Help Your Baby to Roll

Tummy time has prepared the baby's forearms and hands to play with toys and crawl, and it also has strengthened the muscles required for rolling. Many babies are extremely eager to move, wiggle, and reach for visually exciting toys and people. They are also highly motivated to roll. Rolling enables your baby to independently change his position, bringing a new view and access to toys.

Rolling from Tummy to Back

Between two and five months of age, a baby will have developed the head control and strong arms to lift his shoulders, shifting his weight to the side toward which he will roll. His kicking legs will help him roll from his tummy to his back. Although some babies take full advantage of this new way of moving, others may skip rolling and go right into sitting and crawling to explore their environment. The baby in the photo shifts weight from her left to right side as she reaches for books. These movements will  help her to soon roll over.

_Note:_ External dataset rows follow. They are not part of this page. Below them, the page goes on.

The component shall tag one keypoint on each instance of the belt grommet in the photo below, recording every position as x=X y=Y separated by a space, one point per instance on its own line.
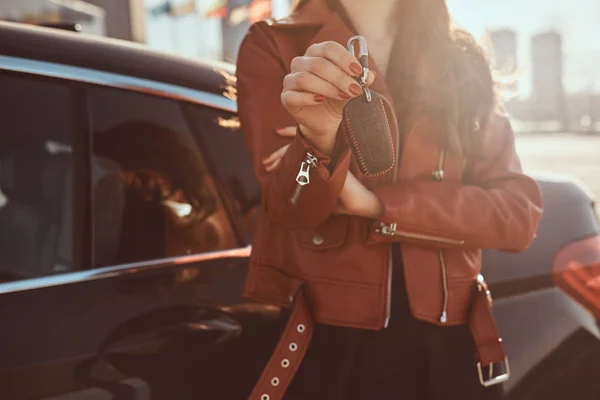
x=318 y=240
x=438 y=175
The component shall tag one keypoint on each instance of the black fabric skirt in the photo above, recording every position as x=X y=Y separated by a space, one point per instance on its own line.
x=409 y=359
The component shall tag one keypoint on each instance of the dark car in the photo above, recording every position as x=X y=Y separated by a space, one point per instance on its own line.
x=127 y=207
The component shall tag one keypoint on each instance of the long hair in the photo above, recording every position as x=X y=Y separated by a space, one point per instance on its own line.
x=438 y=69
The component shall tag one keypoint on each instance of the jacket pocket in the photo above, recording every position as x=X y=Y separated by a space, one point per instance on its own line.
x=331 y=234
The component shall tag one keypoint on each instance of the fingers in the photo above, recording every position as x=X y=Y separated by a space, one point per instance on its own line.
x=294 y=99
x=288 y=131
x=371 y=78
x=271 y=167
x=322 y=76
x=276 y=155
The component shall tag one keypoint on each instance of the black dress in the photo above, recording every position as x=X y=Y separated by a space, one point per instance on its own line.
x=409 y=359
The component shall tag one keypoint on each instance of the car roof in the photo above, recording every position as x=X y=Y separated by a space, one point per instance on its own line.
x=113 y=55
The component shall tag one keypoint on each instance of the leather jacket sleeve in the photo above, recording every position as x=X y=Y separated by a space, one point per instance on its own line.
x=260 y=73
x=497 y=207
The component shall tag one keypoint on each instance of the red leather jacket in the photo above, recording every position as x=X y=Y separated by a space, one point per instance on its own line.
x=441 y=208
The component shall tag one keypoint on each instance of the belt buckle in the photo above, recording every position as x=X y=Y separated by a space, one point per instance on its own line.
x=494 y=380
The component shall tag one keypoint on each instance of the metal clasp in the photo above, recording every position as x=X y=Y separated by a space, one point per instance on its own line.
x=494 y=380
x=363 y=59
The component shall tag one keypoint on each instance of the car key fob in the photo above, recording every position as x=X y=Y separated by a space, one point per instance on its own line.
x=366 y=124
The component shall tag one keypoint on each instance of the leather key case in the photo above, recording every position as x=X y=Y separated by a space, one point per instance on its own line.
x=367 y=129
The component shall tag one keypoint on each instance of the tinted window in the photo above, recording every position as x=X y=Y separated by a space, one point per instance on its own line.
x=153 y=195
x=221 y=134
x=36 y=180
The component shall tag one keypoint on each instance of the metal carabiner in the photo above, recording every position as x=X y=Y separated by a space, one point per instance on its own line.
x=363 y=59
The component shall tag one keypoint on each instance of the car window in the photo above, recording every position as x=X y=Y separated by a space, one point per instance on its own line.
x=226 y=149
x=36 y=179
x=153 y=194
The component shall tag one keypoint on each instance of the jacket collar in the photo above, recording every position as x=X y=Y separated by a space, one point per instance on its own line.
x=317 y=14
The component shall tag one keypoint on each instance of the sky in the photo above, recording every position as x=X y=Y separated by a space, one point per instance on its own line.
x=577 y=20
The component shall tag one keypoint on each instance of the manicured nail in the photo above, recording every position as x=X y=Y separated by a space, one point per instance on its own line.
x=355 y=89
x=356 y=68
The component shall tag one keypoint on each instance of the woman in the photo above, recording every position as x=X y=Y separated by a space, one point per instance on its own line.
x=383 y=274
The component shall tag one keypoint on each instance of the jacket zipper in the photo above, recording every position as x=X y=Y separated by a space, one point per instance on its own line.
x=438 y=175
x=388 y=306
x=444 y=316
x=390 y=230
x=303 y=176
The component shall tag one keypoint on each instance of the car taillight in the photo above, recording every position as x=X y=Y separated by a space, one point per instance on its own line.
x=576 y=271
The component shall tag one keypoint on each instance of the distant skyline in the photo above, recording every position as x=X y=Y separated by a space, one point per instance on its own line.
x=577 y=20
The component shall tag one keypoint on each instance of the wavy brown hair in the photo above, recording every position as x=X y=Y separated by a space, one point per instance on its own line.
x=438 y=69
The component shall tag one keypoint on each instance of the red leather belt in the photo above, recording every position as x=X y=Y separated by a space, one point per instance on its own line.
x=289 y=352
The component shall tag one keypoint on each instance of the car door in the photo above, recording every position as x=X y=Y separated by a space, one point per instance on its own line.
x=133 y=281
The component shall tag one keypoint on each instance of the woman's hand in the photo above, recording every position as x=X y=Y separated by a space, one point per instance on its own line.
x=317 y=88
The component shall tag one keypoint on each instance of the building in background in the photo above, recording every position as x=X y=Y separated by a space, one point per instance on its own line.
x=548 y=100
x=504 y=56
x=210 y=29
x=90 y=18
x=504 y=50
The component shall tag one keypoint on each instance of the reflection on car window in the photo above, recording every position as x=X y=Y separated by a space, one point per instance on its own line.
x=153 y=195
x=36 y=160
x=227 y=150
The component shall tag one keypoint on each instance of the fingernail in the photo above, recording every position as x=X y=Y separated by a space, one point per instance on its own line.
x=355 y=89
x=356 y=68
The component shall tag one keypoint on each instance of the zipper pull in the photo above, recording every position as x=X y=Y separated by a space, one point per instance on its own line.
x=303 y=177
x=387 y=230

Although your baby may be quite startled the first time he succeeds in rolling, continue to encourage this skill. Rolling not only builds strong muscles and coordination, it encourages your baby to reach for objects. Parents can help their baby roll from tummy to back by following these steps:

  • Gently push baby's shoulder to encourage him to move onto his side.
  • Place a small pillow behind your baby to help him lie on his side
  • Hold a toy in front of his eyes and slowly move it upward toward his back.
  • Remove the pillow to encourage rolling onto the back.
  • Gently move his shoulder and hip to guide rolling.
  • Reward with the toy in easy view.

Another strategy is to place your baby, belly down on a small blanket. Gently raise one side of the blanket so that he is lifted into the rolling position. Once he knows what it feels like to roll, it may be easier to initiate the movement on his own.

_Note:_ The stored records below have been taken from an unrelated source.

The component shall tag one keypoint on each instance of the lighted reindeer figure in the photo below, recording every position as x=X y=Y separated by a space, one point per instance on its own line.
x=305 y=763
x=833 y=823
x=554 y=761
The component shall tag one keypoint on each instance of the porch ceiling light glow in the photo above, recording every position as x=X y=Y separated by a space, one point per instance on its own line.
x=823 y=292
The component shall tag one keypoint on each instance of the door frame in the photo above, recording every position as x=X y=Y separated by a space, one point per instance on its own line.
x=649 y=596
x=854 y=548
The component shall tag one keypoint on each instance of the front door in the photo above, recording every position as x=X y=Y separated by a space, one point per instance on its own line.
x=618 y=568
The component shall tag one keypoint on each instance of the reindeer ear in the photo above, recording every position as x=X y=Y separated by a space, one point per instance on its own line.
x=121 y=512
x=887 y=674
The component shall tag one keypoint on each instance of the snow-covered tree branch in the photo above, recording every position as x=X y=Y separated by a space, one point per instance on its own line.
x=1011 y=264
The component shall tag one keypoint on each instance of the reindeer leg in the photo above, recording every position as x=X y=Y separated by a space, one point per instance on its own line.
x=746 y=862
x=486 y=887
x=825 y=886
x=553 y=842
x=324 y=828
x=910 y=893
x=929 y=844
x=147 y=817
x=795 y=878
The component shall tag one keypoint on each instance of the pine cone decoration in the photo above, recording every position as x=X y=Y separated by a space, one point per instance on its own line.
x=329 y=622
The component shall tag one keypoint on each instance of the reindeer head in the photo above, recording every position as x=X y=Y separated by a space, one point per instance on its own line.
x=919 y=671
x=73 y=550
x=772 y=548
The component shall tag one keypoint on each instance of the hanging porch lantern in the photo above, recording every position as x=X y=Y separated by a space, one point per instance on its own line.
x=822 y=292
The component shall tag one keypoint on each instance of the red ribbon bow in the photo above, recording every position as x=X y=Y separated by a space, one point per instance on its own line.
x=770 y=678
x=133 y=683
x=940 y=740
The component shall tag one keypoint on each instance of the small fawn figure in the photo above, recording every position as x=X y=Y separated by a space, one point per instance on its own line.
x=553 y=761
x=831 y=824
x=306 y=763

Rolling from Back to Tummy 

Your baby may not roll from back to tummy until about five or six months of age because this maneuver requires stronger neck and arm muscles. Parents can help their baby accomplish this by following these steps:

  • Gently bend the baby's hip and knee on one side. This will now be called the leading side.
  • Push at the shoulder o the leading side so that he is lying on his side
  • Place a toy in view and help him reach toward it with the arm on the leading side.
  • Help him to keep the lower leg straight. The lower arm may be positioned either straight up overhead or down by his side so that it is out of the way.
  • Move the toy so that the baby rolls over in order to see it.

Rolling should involve the shoulders moving separately from the hips rather than the body moving like a log. This can be promoted by gently pulling the upper shoulder back as the leg leads the movement. The trunk, arms and head should follow. You may want to use the blanket strategy described above to help baby roll from tummy to back or position your baby on a slight incline so that gravity helps him roll downward.

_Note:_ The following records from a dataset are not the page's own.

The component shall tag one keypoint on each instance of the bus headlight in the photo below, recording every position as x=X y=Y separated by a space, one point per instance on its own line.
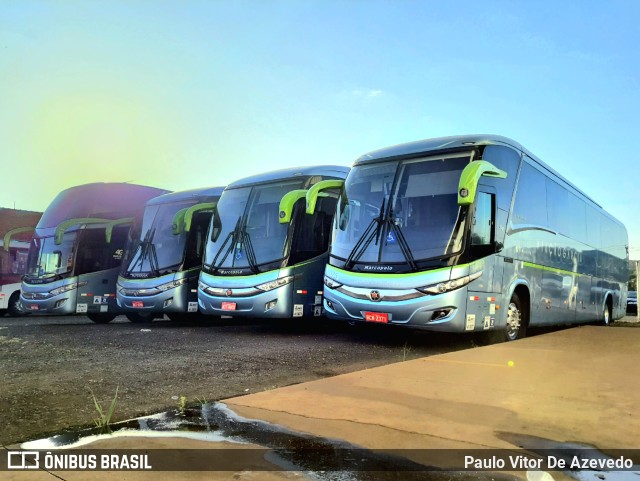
x=451 y=285
x=67 y=288
x=269 y=286
x=330 y=283
x=171 y=285
x=214 y=291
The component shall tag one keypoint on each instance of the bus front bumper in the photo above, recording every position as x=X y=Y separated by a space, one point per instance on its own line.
x=62 y=304
x=176 y=299
x=441 y=312
x=275 y=303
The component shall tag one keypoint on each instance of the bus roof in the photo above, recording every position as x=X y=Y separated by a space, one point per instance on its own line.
x=109 y=200
x=458 y=142
x=338 y=171
x=183 y=195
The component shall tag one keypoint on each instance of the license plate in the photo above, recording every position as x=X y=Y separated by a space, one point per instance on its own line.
x=229 y=306
x=382 y=317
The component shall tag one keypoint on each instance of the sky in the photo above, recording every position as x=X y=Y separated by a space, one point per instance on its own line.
x=185 y=94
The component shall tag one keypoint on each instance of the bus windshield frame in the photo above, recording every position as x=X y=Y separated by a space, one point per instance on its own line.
x=48 y=262
x=401 y=212
x=158 y=250
x=245 y=235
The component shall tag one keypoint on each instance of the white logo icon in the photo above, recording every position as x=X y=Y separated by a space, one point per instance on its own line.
x=23 y=459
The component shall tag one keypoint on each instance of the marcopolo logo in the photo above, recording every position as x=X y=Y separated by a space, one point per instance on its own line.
x=378 y=268
x=23 y=460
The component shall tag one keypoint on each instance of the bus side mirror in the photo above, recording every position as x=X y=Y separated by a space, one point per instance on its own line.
x=287 y=203
x=314 y=192
x=471 y=176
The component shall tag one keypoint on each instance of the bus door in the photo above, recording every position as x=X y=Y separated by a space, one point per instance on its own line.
x=483 y=243
x=97 y=267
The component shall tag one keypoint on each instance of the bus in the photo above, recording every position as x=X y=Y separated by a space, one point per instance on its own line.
x=267 y=244
x=16 y=229
x=471 y=233
x=163 y=262
x=77 y=249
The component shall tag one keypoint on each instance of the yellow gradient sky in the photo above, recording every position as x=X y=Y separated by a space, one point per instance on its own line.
x=198 y=93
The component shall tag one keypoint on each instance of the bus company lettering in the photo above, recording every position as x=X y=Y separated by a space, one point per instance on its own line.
x=378 y=268
x=550 y=250
x=230 y=272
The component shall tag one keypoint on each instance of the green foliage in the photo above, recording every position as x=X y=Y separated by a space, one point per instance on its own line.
x=182 y=404
x=405 y=351
x=104 y=418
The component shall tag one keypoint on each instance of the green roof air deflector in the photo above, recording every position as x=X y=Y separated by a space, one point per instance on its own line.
x=287 y=202
x=178 y=221
x=184 y=217
x=188 y=215
x=314 y=191
x=64 y=226
x=12 y=232
x=471 y=176
x=109 y=229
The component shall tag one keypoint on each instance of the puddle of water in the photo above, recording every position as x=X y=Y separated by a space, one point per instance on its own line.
x=316 y=457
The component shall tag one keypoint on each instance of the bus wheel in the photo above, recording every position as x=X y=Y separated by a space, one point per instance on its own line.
x=606 y=315
x=14 y=305
x=516 y=322
x=140 y=318
x=101 y=318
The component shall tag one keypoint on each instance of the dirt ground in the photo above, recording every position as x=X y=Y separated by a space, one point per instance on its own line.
x=50 y=365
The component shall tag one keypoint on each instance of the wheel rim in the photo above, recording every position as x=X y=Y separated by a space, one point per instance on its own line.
x=514 y=319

Reminder! Don't forget to help your baby roll both to the left and to the right sides.

Your baby will be proud when he can roll onto his tummy all by himself. By the time his is six months old, he will be rolling just for this delightful movement experience, an experience that provides wonderful  vestibular and proprioceptive sensory stimulation.

Rolling isn't only for Babies!

Older children or adults may benefit from the strong vestibular stimulation provided by a rolling down a hill. In addition, rolling up inside a blanket on a level or inclined surface provides provides deep pressure proprioceptive stimulation. The therapist in the last video demonstrates how to incorporate knocking over bowling pins into the activity.